For Boris Johnson, every day seems like a season finale. Just this morning the Prime Minister has been pilloried with questions about parties, seen his wife Carrie give birth for the second time and landed Tory members with a £17,800 fine for his Downing Street flat renovation. The Electoral Commission concluded its eight month probe into how the refurbishment was financed by accusing the Conservative Party of failing to ‘keep a proper accounting record’ around the £52,000 donation from Lord Brownlow to pay for the work. A Tory spokesman has said the party is considering whether to appeal and will make a decision within 28 days.
Even if his party decides not to appeal, the PM’s troubles on ‘flat-gate’ are by no means at an end. For the commission has revealed that Johnson sent Brownlow a WhatsApp message in November 2020 requesting additional money from a trust set up to fund the scheme. But in May 2021, Lord Geidt, the independent adviser on ministers’ interests, was told by Johnson that he did not know who was behind the £52,000 flat refurb donation until February 2021 – just before reports emerged in the media. Downing Street is now facing questions as to whether the Prime Minister accidentally or intentionally Geidt.

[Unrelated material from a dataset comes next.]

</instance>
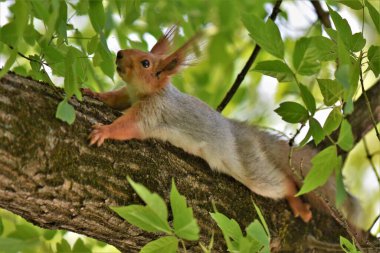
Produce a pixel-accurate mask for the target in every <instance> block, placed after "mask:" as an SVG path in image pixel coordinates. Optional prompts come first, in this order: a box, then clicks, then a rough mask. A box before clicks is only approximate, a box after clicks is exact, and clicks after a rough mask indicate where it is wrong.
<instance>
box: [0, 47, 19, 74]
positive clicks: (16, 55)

The adviser’s review in May 2021 stated that:
For the credibility of this inquiry, I have tested the assertions of Lord Brownlow and the relevant political and government officials that at no point in the eight months until late February 2021, as media reports were emerging, was the Prime Minister made aware of either the fact or the method of the costs of refurbishing the apartment having been paid. I have spoken to these individuals in person; they have confirmed to me that these assertions are correct. In particular, Lord Brownlow behaved in a confidential manner consistent with his own experience of blind trusts.